Have a disinterested party review tests and replicate results: In order to confirm that your supplier is conducting the appropriate product testing, allow a specialist to conduct an independent review. This will not only send a strong message of the importance your organization places on quality, but it will also provide crucial documentation in the event your firm takes a supplier to court.
Add an audit clause to contracts: Put a “right to audit clause” in all supplier agreements. Refusing to comply with the clause and denying access to records doesn’t mean a supplier is substituting materials. But it is an action that should be considered in the context of all available information regarding that supplier’s conduct. If you suspect misconduct, consult your firm’s attorney before making any allegations.
Make suppliers sign a code of conduct: Regardless of the size or type of supplier, the code of conduct should include explicit examples of what your business considers violations. If product substitution is your organization’s concern, the code of conduct should reflect that and spell out the expectation that suppliers comply with your business’s standards. The code should also include information on your company’s fraud hotline and suggestions on when to use it.
Keep tabs on your suppliers: Your enterprise’s suppliers likely face pressures, just as your own business does. To be fully informed on what might affect suppliers’ behavior, keep track of who owns them, their office addresses and any pending litigation as well as their overall financial performance.
The Internet contains a number of sources to track news stories involving your suppliers and their owners. Depending on the size and importance of the supplier, you may consider engaging your accountant or lawyer to conduct a comprehensive background check.

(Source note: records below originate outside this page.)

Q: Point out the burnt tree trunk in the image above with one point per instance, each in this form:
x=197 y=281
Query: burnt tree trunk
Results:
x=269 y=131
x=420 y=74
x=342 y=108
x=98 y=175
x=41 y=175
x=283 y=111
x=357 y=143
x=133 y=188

Aircraft Parts Suppliers Plead Guilty, Sentenced in Procurement Fraud
Two Florida residents were convicted after pleading guilty to participating in a massive procurement scheme to defraud the U.S. Air Force and commercial aviation sector.
The convictions were part of Operation Wingspan, a two-year Justice Department investigation into the manufacture and sale of counterfeit military and commercial airplane parts. That probe uncovered losses estimated at more than $5 million.
The Details: Mariella Bianchi, owner of Airborne Group in Miami, and Juan Beltran, director of military sales at the military and commercial aircraft parts company, hired unauthorized manufacturers to make parts under contracts with the Air Force. That violated contract specifications that required either new surplus parts or parts manufactured by Boeing or other approved sources.
Bianchi and Beltran would sell and ship those counterfeit parts to the Air Force and others in the commercial aviation industry, creating false documents to misrepresent the origin and authenticity of the parts.
The pair was sentenced to 30 months in prison, three years supervised release and ordered to pay more than $1.9 million in restitution.
Four other Miami men were also charged in connection with the conspiracy and convicted on charges involving false paperwork and certifying the airworthiness of counterfeit parts.